One-Year Individual Prediction of Mental Health Deterioration Using an Adaptive Learning Algorithm: A Multicenter Breast Cancer Prospective Study

Study population

The BOUNCE study was conducted in four European countries (Finland, Italy, Israel, and Portugal) to assess the psychosocial resilience of BC patients during the first 18 months after diagnosis by measuring It is intended to be evaluated as a function of academic and lifestyle. , and medical variables (disease and treatment related) (H2020 EU project BOUNCE GA no. 777167; see https://www.bounce-project.eu/ for more information). The study enrolled her 706 women between March 2018 and December 2019 according to the following criteria: Treatment of BC; (ii) Exclusions: history or active severe psychiatric disorder (major depression, bipolar disorder, psychosis), distant metastases, history or treatment of other malignancies within the last 5 years, 12 or more Other significant concomitant illness diagnosed within months, major surgery – severe illness or trauma within 4 weeks prior to study entry, or lack of complete recovery from the effects of surgery, pregnancy or breast-feeding. The BOUNCE study is a long-term observational study involving seven measured waves.Baseline (performed 2–5 weeks after surgery or biopsy; [M0], and then at 3-month intervals (M3, M6, M9, M12, M15, M12) with final follow-up measurements at M18. Data for each of the primary outcome variables were collected at all time points. Data from the remaining time points served secondary research goals throughout the project.

The entire BOUNCE study was approved by the Ethics Committee of the European Society of Oncology (approval number R868/18 – IEO 916) and the Ethics Committee of each participating clinical center. All participants were informed in detail about the purpose and procedure of the study and gave written informed consent. All methods were performed in accordance with relevant guidelines and regulations.

predictor

The current analysis considered socio-demographic, lifestyle and medical variables, and self-reported psychological characteristics registered at the time of BC diagnosis, even at the first follow-up assessment performed 3 months after diagnosis. Considered. The decision to pool predictive data from her first three months after diagnosis was guided by the following considerations. (b) This period defines a realistically short observation window for recording predictors of resilience in routine clinical practice, but not very long considering the 1-year study endpoint. (c) Previous studies have shown that psychological well-being usually occurs late in the disease course.

result variable

Self-reported mental health status at 12 months after diagnosis. Indexed by the 14-item Hospital Anxiety and Depression Scale (HADS) total score.¹⁶, served as the outcome variable in the current analysis (see Supplementary Information). A broad-language, clinically validated 16/42-point cut-off score was used to identify patients who reported potentially clinically significant symptoms at M0 and M12^17,18Patients were then assigned to two classes. Valid cut-offs for the HADS total score (mental health worsening group) and (b) those who reported mild symptoms throughout the year after diagnosis (mental health stable group). Thus, the worse mental health group consisted of those who scored less than 16 points on M0 and 16 points or more on M12, and the stable mental health group consisted of M0, M3, M6, M9 , and those who scored less than 16 points at the M12 assessment. point.

data analysis

The analytical pipeline employed to address the primary and secondary objectives of the study included preprocessing steps, feature selection, model training and testing.¹⁹Model 1 was designed to optimize the prediction of adverse mental health effects over a one-year period considering all available variables collected in M0 and M3, including HADS anxiety, HADS depression and global QoL. it was done. Model 2 was designed to obtain a personalized risk profile and focus on potentially modifiable factors (his HADS anxiety, HADS depression, and global QoL measured by M0 and M3). by omitting ). Feature selection using a random forest algorithm was incorporated into the ML-based pipeline along with the classification algorithm to select only relevant features for final model training and testing (see Supplementary Information). Area under the receiver operating characteristic curve (ROC AUC) is used to estimate the metrics for specificity, sensitivity, accuracy, precision, F-measure, and AUC of cross-validated models on the test set. evaluated performance.

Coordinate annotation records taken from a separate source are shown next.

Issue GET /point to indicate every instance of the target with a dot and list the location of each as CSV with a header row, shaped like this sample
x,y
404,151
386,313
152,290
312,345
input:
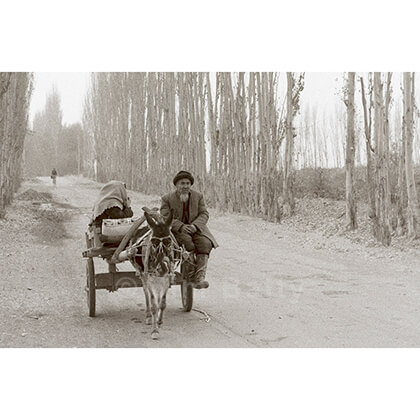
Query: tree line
x,y
394,209
15,94
231,130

Data preprocessing and missing data handling

First, raw data were rescaled to zero mean and unit variance, and ordinal variables were recoded to dummy binary variables. Cases and variables with more than 90% missing values were excluded from the final dataset. The remaining missing values were replaced by the global median (Supplementary analysis showed that applying multivariate imputation had little effect on model performance; see Supplementary Materials) .

Feature selection

Feature selection was performed using a metatransformer built on the random forest (RF) algorithm.²⁰ This assigns weights to features and ranks them according to their relative importance. The maximum number of features selected by the estimator was set to the default value (that is, the square root of the total number of features) to identify all significant variables contributing to risk prediction of poor mental health. A feature selection scheme was incorporated into the ML-based pipeline along with the classification algorithm to select only relevant features for final model training and testing.

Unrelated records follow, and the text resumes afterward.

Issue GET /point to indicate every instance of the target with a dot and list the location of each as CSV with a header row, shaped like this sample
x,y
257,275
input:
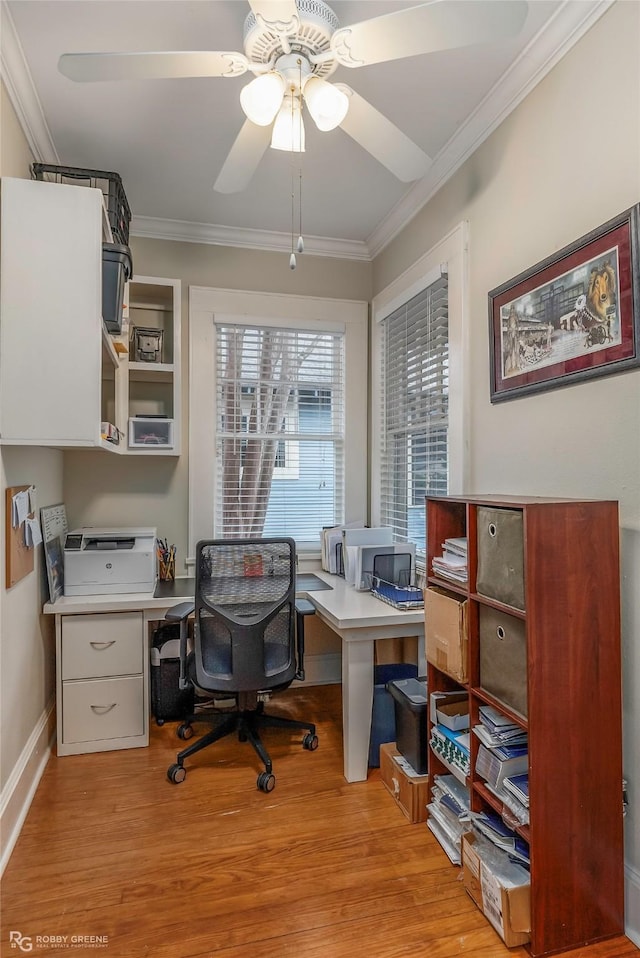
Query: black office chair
x,y
244,642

Model training and validation

To address the fairly common problem of model overfitting in machine learning applications in clinical research, we employed a cross-validation scheme using holdout data for final model evaluation. Model overfitting means that models with fewer training errors (i.e., misclassification of training data) generalize poorer (expect new unseen data classification errors) than models with more training errors. It occurs because there is a possibility that As a result, we took an extra step to avoid partially overlapping subsets of cases by splitting the dataset into training and testing subsets using the validation set. Therefore, model testing was always performed on unseen cases that were not considered in the training phase and consequently did not influence the feature selection process. This procedure helps ensure that generalization errors are reduced while minimizing misclassification during the training phase.

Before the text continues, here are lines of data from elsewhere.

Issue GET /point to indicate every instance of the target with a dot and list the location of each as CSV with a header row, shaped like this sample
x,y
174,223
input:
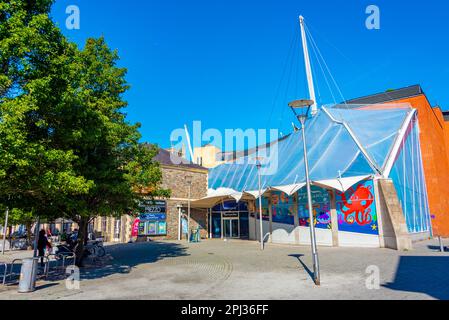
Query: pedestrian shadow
x,y
125,257
298,256
423,274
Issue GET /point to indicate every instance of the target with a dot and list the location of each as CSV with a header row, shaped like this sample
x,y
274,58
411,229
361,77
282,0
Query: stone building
x,y
162,219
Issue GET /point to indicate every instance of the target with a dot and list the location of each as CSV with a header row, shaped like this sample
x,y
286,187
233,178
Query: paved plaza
x,y
217,269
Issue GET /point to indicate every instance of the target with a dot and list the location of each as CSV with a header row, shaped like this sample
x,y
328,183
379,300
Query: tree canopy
x,y
66,147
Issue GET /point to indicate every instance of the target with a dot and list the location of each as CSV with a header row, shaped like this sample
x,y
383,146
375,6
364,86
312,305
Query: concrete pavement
x,y
236,269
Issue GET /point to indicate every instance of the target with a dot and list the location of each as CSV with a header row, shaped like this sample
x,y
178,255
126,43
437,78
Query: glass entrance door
x,y
231,228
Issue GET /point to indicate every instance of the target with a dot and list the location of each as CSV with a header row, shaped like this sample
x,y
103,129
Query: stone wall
x,y
174,178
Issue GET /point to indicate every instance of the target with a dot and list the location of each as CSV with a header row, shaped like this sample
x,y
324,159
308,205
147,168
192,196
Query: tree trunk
x,y
82,233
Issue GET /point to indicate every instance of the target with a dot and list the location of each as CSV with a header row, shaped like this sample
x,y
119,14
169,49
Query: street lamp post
x,y
302,117
189,182
259,165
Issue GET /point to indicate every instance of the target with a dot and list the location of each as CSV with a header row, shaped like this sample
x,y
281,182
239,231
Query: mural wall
x,y
356,209
321,208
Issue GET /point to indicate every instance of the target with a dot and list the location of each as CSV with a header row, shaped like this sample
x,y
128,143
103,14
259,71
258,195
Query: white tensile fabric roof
x,y
346,144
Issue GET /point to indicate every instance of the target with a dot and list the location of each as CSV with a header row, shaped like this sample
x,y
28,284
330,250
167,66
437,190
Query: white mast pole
x,y
308,67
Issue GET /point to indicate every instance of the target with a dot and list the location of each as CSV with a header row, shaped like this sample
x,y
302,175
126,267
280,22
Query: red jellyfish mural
x,y
356,208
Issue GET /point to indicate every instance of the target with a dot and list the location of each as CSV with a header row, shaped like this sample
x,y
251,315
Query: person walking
x,y
42,244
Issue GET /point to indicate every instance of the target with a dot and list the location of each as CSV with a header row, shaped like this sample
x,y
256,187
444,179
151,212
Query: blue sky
x,y
221,61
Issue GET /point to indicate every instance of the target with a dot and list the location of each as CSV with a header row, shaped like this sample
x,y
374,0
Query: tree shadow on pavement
x,y
125,257
425,274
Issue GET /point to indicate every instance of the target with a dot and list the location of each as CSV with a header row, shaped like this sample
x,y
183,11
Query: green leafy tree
x,y
66,148
106,146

In the current work, to prevent overfitting and maximize the generalization performance of the model on the test set, a data split of 5 times the hyperparameters (i.e., cross-validation with grid search) was trained, tested, and validated. Applied to a subset. For hyperparameter tuning and model selection, a grid search procedure with inner five-fold cross-validation was applied to the validation set. For this purpose, the best parameters were selected from the grid of parameter values of the trained model, allowing optimization of the classification results on the test set.

Classification with Balanced Random Forest Algorithm

Class imbalance was addressed using a random undersampling method to balance the combined subsets within the ensemble.Specifically, the balanced random forest classifier from the imbalanced learning MIT licensed library^{twenty one} Applied to address the imbalanced classification of classes in the dataset.Balanced Random Forest^{twenty two} combines a majority class downsampling technique with an ensemble learning approach to artificially adjust the class distribution so that classes are evenly represented on each tree in the forest. In this way, each bootstrap sample contains balanced downsampled data. Applying random undersampling to balance the different bootstraps of the RF classifier yields better classification performance than most of the existing conventional ML-based estimators, while at the same time yielding better results from imbalanced datasets. learning problems are reduced.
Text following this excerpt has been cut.